People who want to pray at the tomb. Yes, and you can’t just do it like that, you can’t let them walk into an area that’s clearly hostile and a very very central area for riots. So what do you do? The entire area is cleaned [from Palestinians] and becomes a very sterile area.
How is that done? Describe it to me. The procedure is that every company sends forces to the company in charge of Tel Rumeida area, and they arrive at the area of the Shoter checkpoint and further on (into the designated area). A huge amount of troops.
How huge? 50, 100? Even between 100 and 200.
Soldiers and border police officers? Yes, and border police officers, each with his own role. So it really begins with briefings and instructions. We come in through Shoter [checkpoint) and operate 28 any possible resistance from the Shoter square, which is a center of riots in general.
[So] the moment you cross the checkpoint onto the Palestinian side, the riot immediately begins? Yes, it immediately begins, the border police officers shoot the [tear] gas, all the tear gas and stun grenades and stuff. And we start to sterilize the whole road.
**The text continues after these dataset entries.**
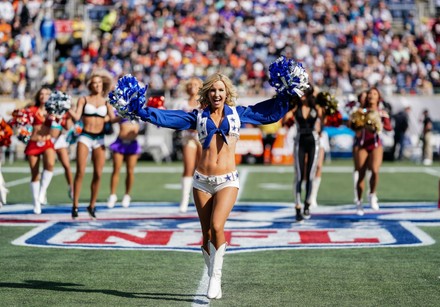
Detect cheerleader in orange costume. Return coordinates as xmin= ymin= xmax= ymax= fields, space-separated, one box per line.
xmin=50 ymin=113 xmax=73 ymax=199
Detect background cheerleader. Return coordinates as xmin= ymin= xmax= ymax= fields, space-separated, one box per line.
xmin=351 ymin=87 xmax=392 ymax=215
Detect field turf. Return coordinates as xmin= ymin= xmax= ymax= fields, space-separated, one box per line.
xmin=0 ymin=161 xmax=440 ymax=306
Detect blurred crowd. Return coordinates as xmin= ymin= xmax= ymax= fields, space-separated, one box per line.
xmin=0 ymin=0 xmax=440 ymax=103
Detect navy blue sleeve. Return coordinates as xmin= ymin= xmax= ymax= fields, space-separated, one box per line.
xmin=236 ymin=96 xmax=290 ymax=125
xmin=137 ymin=108 xmax=198 ymax=130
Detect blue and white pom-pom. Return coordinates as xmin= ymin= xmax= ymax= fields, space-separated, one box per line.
xmin=44 ymin=91 xmax=72 ymax=116
xmin=269 ymin=56 xmax=309 ymax=97
xmin=108 ymin=75 xmax=148 ymax=120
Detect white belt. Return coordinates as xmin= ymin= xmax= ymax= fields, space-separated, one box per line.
xmin=194 ymin=171 xmax=238 ymax=185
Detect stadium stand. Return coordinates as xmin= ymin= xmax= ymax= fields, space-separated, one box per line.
xmin=0 ymin=0 xmax=440 ymax=100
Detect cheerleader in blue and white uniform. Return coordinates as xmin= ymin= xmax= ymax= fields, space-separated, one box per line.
xmin=110 ymin=59 xmax=307 ymax=299
xmin=174 ymin=77 xmax=203 ymax=212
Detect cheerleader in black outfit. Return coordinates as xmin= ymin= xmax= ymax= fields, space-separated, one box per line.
xmin=284 ymin=86 xmax=322 ymax=222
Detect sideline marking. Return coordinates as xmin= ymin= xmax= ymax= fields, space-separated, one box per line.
xmin=5 ymin=168 xmax=64 ymax=188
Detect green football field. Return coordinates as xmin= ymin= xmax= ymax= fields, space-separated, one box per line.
xmin=0 ymin=160 xmax=440 ymax=306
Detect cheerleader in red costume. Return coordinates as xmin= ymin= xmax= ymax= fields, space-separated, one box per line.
xmin=351 ymin=87 xmax=392 ymax=215
xmin=24 ymin=87 xmax=55 ymax=214
xmin=0 ymin=119 xmax=13 ymax=208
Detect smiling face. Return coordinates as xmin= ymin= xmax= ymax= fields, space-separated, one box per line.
xmin=199 ymin=73 xmax=237 ymax=109
xmin=89 ymin=76 xmax=103 ymax=94
xmin=208 ymin=81 xmax=226 ymax=110
xmin=366 ymin=88 xmax=382 ymax=110
xmin=35 ymin=87 xmax=52 ymax=107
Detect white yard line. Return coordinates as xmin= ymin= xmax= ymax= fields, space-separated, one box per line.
xmin=2 ymin=168 xmax=64 ymax=188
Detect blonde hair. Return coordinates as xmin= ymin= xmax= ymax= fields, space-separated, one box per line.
xmin=86 ymin=69 xmax=113 ymax=97
xmin=185 ymin=77 xmax=203 ymax=92
xmin=199 ymin=73 xmax=237 ymax=108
That’s before it begins, before the visitors arrive? Before, yes, a few hours before. A few hours before because now it’s a procedure of everything that needs to be done: You have to tell everyone to close all their businesses, get to their cars and drive them all away, even if it’s just parked next to somebody’s house. I don’t know how to do that, [but] I do know how you tell someone to close their shop.
How do you tell someone to close their shop? You tell him: get into the car, drive away and close your shop by a certain time.
How does this bloc of 100 to 200 soldiers advance? As one bloc? There are already armed vehicles blocking the road, and then a force comes in and operates the ordeal of closing of the shops and moving of the cars, and they simply create "sleeves," a sleeve around the entire route. in every alley, every place, there are two soldiers making eye contact with another two soldiers.
That’s called a sleeve? A sleeve. A sleeve is when one or two soldiers make constant eye contact with the soldiers in front of and behind them, and actually close down the entire road, which is a commercial route and whatnot, and they stand in every alley so that no one will penetrate. And that’s it, this road is basically closed, this street, for the entire afternoon so that people can enter the tomb, and there are many groups that enter.
And they walk by foot? Yes, they walk by foot from Shoter to the tomb. It’s around a 700 or 800 meter walk.
And the moment the visitors arrive, whoever arrives, what happens? Something simply happens? No, nothing. No friction. No friction because it’s all sterile.
Can you estimate the amount of shops in those 700 to 800 meters? I don’t know. It’s not all shops, it’s also apartments, it’s a central route. It was once the main road that led to Be’er Sheva, if I’m not mistaken. There were a lot of vehicles when we were there.